Adani rout hits $66 billion as Hindenburg responds to rebuttal

Adani rout hits $66 billion as Hindenburg responds to rebuttal

The Adani Group took another blow on Monday, with the stocks rout growing to $66 billion and its bonds sold as the fight with short seller Hindenburg Research escalates.
While the broad selloff continues, with Adani Green Energy Ltd. and Adani Total Gas Ltd. down more than 20% again, there are signs of a divide. Billionaire Gautam Adani’s flagship Adani Enterprises Ltd. as well as Adani Ports & Special Economic Zone Ltd. rebounded following a rebuttal of Hindenburg’s fraud allegations.

“The initial reaction suggests the market is likely to reward Adani group companies with relatively better visibility of earnings and solid fundamentals such as Adani Ports, Ambuja and ACC,” according to Bloomberg Intelligence analyst Nitin Chanduka. “Post the sharp correction, valuations have cooled off and could offer attractive opportunities for long-term investors.”

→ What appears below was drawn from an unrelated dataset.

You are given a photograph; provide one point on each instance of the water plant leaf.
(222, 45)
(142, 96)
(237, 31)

The latest turmoil comes as Adani Enterprises seeks to complete a $2.5 billion share sale, with Hindenburg saying the 413-page refutation fails to answer most of its questions. The saga also threatens to weaken broader confidence in India, until recently a top investment destination for Wall Street, and accelerate a nascent shift toward a reopening China.

Adani Enterprises rose 6.4% to 2,937 rupees ($36) as of 9:50 a.m. in Mumbai, still below the floor price it has set for its follow-on equity sale. The company is seeking to raise Rs 200 billion by selling shares in a price band of Rs 3,112 to Rs 3,276.
“Adani Enterprises and Adani Ports are rebounding because they are the focal point for the group,” said Sameer Kalra, founder of Target Investing in Mumbai. “The main recovery in Adani stocks has to first come in these stocks as they are flagship companies.”

Hindenburg report 'calculated attack' on India, claims Adani

In its rebuttal published on Sunday, Adani said that some 65 of the 88 questions have been addressed in the conglomerate’s public disclosures, describing the short seller’s conduct as “nothing short of a calculated securities fraud under applicable law.” It reiterated it will “exercise our rights to pursue remedies to safeguard our stakeholders before all appropriate authorities.”

The lengthy response comes in the last leg of a share offer by Adani Enterprises, which received overall subscriptions of 1% for the institutional and retail portion on Friday. While investors in Indian public offerings typically wait until the last day of the sale to place bids, there were concerns that Hindenburg’s attack on the country’s richest man would sour sentiment.
In the latest twist, Hindenburg said Adani’s rebuttal ignored all its key allegations and was “obfuscated by nationalism.” The conglomerate’s statement failed to specifically answer 62 of Hindenburg’s 88 questions, the short seller said early Monday in India, and conflated the company’s “meteoric rise” and the wealth of Asia’s richest man “with the success of India itself.”